The three best sharpshooters in the history of Labyrinthium; they killed each other in a three-way standoff and then banded together in a mythical shootout with Death itself. Now they are a tripartite demidivinity with power over Gunmetal, Gunpowder, and Lead. Pray to the Gunsaints to see your bullets fly true, to ruin the weapons of your enemy, and to successfully complete a mission of vengeance. The Gunsaints like bullets, antique guns, and personal mementos, and prefer shrines constructed in moments of desperation.
Worshipers of the Gunsaints pray like this: “I swear by the three I’ll kill this motherfucker dead.” Praying to the Gunsaints makes you feel fierce and sick and angry. Their most devout followers carry three guns, one for each saint, so that they can better understand the act of murder.

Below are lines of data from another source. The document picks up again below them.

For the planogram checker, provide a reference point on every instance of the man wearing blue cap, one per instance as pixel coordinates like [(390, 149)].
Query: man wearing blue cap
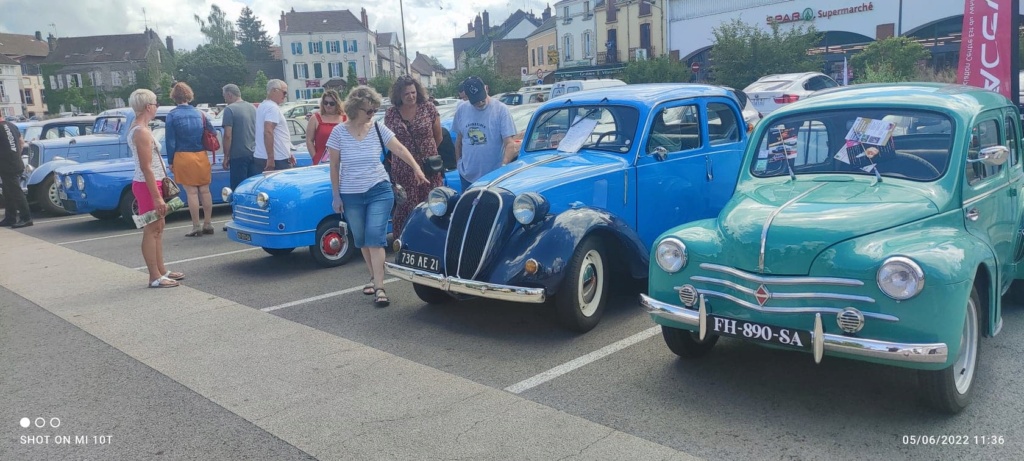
[(483, 132)]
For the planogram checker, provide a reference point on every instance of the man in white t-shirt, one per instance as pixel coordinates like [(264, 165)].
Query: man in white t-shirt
[(272, 138)]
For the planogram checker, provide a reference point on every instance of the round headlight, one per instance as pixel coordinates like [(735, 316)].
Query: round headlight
[(528, 208), (438, 199), (671, 255), (900, 278)]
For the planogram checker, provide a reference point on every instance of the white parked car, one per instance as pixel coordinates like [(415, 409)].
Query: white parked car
[(773, 91)]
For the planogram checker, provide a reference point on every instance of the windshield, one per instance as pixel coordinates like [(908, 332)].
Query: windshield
[(894, 142), (614, 130)]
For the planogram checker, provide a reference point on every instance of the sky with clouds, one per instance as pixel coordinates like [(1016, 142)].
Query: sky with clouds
[(430, 25)]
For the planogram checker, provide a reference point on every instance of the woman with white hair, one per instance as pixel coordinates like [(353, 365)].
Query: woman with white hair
[(145, 185)]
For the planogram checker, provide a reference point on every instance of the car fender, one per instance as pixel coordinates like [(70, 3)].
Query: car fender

Other gods: Hatüey No-saint, Caracaracol, Shams del Sur, Al-Ra’ad al-Kasif, The Queen of Sheba

The Cats of New Barbary
A race for old school Dungeons and Dragons

The Cats of New Barbary are not cats at all, but something like a leopard, something like an Old Barbary macaque, with clever clawed hands and yellow lamplike eyes. They stand three feet tall when crouched on all fours, and can walk on two, though they don’t like to. They aren’t quite as intelligent as humans, and they struggle to speak. The Cats of New Barbary often live in ruins claimed by the jungle, but they can integrate into human society surprisingly well–several regional saints are Cats, and an infamous New Barbary crime boss is one as well.

Cats of New Barbary can be clerics, thieves, or fighters. They cannot be magic-users.

  • The Cats of New Barbary cannot wear armor heavier than leather regardless of class, and it costs twice as much to fit their inhuman frames. They cannot wield weapons, but their unarmed attacks deal d6 damage.
  • They cannot use scrolls or magic items, regardless of class, but there are a few methods for making their claws bypass supernatural immunities.
  • They can climb any surface a human could conceivably scale, and they do not need equipment or a skill check to do it.
  • They can run twice as fast when on all fours, but they can’t carry anything in their hands when doing so.
  • The Cats of New Barbary have a powerful sense of smell, and can track a scent they know as a bloodhound (4 in 6 chance of success).
  • Outside of New Barbary, the Cats do not enjoy the same legal rights as humans, and Cats unaccompanied by humans are frequently kidnapped, bought, sold, murdered, and chased away without repercussion.
  • The Cats of New Barbary can understand language as well as any human, but a Cat can only speak a number of words equal to its Intelligence score. These are chosen at character creation, and can be from any language. All Cats of New Barbary know sign language, which lets them communicate more freely with anyone who knows it, but their capacity for self-expression is limited–they cannot use any word with more than two syllables when communicating this way.